The leading Democratic contenders are variously proposing universal health care to even out wealth distribution, a rise in the minimum wage, higher taxes for the wealthy and a roll-back of corporate tax cuts. And while Trump’s tax cuts boosted stock markets, in this context, it could be suggested that a Democratic win may impact growth.
The Fed’s fight for independence
In terms of the potential effect on Asia and the emerging markets, one of the most significant factors will be the future direction of the US Federal Reserve (Fed) policy. President Trump has repeatedly expressed his disappointment with the Fed’s interest rate policy (including nine rate hikes between 2015-2018, three of which were reversed last year). What’s more, he has blamed the central bank for preventing the US economy from reaching the 4% growth that he had promised.
The market’s eyebrows raised when Trump recently nominated Judy Shelton for the Fed’s Board of Governors, which is a position with notable influence over interest rate policy. Shelton, who has previously questioned the need for an independent Fed, is seen by some as a potential successor in waiting to Fed Chair Jerome Powell. Interestingly, she also appears to have experienced a damascene moment – in the immediate aftermath of the global financial crisis, she challenged the effectiveness of ultra-low interest rates. Fast forward to 2019, and she now supports the policy as a means to boost growth.
Declining global rates spark a renewed search for yield
The Fed announced an emergency rate cut of 50 basis points on 3 March 2020, in an attempt to avoid a coronavirus-fuelled recession. It was the first unscheduled, emergency rate cut since 2008 and also marked the biggest one-time cut since then. The new benchmark interest rate is a range between 1% and 1.25%. Although the fundamentals of the US economy remain strong, “the coronavirus poses evolving risks to economic activity”, the central bank said in a statement.
This scenario bodes well for a continued accommodative stance from the Fed, which has been supportive for Asian bonds. Other developed market central banks have also started to cut interest rates in response to the worsening economic outlook.

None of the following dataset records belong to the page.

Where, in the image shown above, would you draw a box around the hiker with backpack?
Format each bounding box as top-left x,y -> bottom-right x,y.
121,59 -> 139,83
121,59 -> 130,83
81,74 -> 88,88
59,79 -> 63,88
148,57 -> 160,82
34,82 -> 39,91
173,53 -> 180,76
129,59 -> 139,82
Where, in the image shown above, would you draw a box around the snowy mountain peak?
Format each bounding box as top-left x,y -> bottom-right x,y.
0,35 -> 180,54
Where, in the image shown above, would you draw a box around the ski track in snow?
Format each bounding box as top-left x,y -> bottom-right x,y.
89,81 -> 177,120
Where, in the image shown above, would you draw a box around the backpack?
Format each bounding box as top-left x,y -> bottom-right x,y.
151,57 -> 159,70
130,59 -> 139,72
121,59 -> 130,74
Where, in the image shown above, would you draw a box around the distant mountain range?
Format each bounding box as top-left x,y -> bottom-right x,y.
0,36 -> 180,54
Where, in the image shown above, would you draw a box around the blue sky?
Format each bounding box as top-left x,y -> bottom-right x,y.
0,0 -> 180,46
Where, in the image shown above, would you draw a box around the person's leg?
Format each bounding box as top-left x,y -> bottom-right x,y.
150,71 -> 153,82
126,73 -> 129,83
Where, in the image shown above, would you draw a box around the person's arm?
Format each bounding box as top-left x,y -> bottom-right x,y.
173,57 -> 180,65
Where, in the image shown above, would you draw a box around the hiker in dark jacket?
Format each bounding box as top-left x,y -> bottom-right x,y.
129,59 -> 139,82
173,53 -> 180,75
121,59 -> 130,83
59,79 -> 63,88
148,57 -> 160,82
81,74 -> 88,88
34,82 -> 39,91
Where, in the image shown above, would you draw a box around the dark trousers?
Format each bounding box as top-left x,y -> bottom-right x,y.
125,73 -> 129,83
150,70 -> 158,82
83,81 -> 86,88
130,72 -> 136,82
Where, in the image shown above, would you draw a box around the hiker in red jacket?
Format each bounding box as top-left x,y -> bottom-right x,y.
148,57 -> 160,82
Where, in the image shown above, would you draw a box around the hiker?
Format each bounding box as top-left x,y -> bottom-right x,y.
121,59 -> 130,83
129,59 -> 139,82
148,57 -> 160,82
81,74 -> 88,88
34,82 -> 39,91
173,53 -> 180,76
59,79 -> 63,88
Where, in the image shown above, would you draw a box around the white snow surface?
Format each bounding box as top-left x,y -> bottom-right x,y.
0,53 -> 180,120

At the same time, it would also encourage a dovish interest rate environment to persist in Asia, providing further support for the asset class. This year, central banks in the region have been quick to react to global uncertainties, with Malaysia, Thailand, the Philippines cutting rates and China lowering rates through a variety of liquidity funding facilities to banks, while central banks in Singapore and Indonesia have provided accommodative forward guidance.
The accommodative stance is augmented by large and decisive fiscal stimulus packages announced by many Asian governments to ward off negative impacts to economic growth from the coronavirus outbreak, especially that the World Health Organisation finally declared a pandemic.
Subsequently, the expectation of lower global rates will spark a renewed search for more attractive yields elsewhere. Although local currency bond yields across Asia are expected to decline given looser monetary policies adopted by the central banks in the region, Asia remains at the fore with opportunities for a yield pickup. At the same time, fundamentals across the region are relatively more stable than other key emerging markets.
It’s still early days, and with the Democratic nominee still to be decided we do not know the degree of policy change that will emerge. For now, at least, the Fed remains free from direct government interference. And with declining global rates in the foreseeable future, the backdrop looks supportive for Asian bonds, though we may see some near-term volatility in Asian currencies.
1. Source: State Street Global Advisors, Bloomberg, data from 8 November 2016 to 12 February 2020.